An EPA memorandum published in July 2010 indicates that vaccination of mares on Assateague Island National Seashore, off the eastern coasts of Maryland and Virginia, was associated with increased lifespan and improved body condition scores, compared with findings for mares that endured the stresses of gestation and lactation. It also said that studies showed fertility didn't return in mares that had been treated for more than seven years.

Hazard said mares that avoid the stress of yearly foaling also live healthier, longer lives. The HSUS hopes the vaccine can be used to gradually reduce horse and burro overpopulation until the BLM needs to gather only as many horses as it can reasonably expect to remove from rangelands through adoption, about 4,000 animals annually.

In response to questions about the vaccine, BLM officials provided a statement in early March that the vaccine was being used according to individual herd circumstances. Because it is effective for one year, the agency still will likely need to gather horses for adoption.

"The ZonaStat-H vaccine will be used where BLM feels it can help make a difference controlling population growth rates and where it is anticipated that the horses can be approached for darting," the response states. "In other areas, BLM uses the longer-lasting pelleted PZP-22 product that is hand-injected after the animals are captured. PZP-22 seems to offer about two years of efficacy."

ZonaStat-H can be delivered by hand, jab stick, or syringe dart, label information states.

BLM information also indicates the wild horse and burro herd populations grow about 20 percent yearly, and the bureau removes thousands of horses annually to protect rangelands. The Western rangeland has about 38,500 free-roaming horses and burros, about 12,000 more than can exist "in balance with other public rangeland resources and uses."

Wild horse adoptions have declined in recent years, and more than 47,000 horses and burros were held in corrals and pastures in February 2012, BLM information states.

The HSUS first applied for registration of the porcine zona pellucida vaccine as a contraceptive for horse and burro population control in September 2009. The EPA's November 2011 proposal to grant the HSUS application states that, like deer and geese, "horses may be pests in some situations."

The product is the second immunocontraceptive vaccine registered with the EPA. In 2009, the agency granted a Department of Agriculture request for registration of GonaCon, a mammalian gonadotropin–releasing hormone vaccine used to control deer populations. The agency has also registered the nicarbazin-based OvoControl contraceptive pesticide that is used to control pest bird populations.
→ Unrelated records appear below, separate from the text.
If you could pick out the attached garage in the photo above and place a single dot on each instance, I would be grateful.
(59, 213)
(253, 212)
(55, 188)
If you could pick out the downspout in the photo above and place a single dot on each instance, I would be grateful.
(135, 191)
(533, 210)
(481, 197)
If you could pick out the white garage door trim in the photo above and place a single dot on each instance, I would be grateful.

In describing the need for the vaccine, the EPA cited in its proposal the effects of federal protection for horses, the lack of natural predators for wild horses in the U.S., increasing herd sizes, and ongoing efforts to relieve overpopulation.

"With high population levels and the inability to sell or adopt out all captured wild horses and burros, the BLM has expressed that there is an explicit need to manage wild horse and burro populations because uncontrolled populations may lead to adverse environmental effects such as degradation of wildlife and native vegetation habitat," the proposal states. "Additionally, these populations may lead to conflicts with other rangeland uses such as cattle grazing and recreation."

Hazard said in early March that the HSUS was working with the BLM toward using the vaccine on herds in the spring, and the vaccine has already had its first use outside of research.

"We just inoculated a herd last week in Utah that we've been working with for a number of years," she said.

An efficacy summary included with the EPA documents indicates that, when ZonaStat-H was tested on mares at Assateague Island National Seashore, zero population growth was reached in two years, and the population declined over 11 years from 175 horses to 135.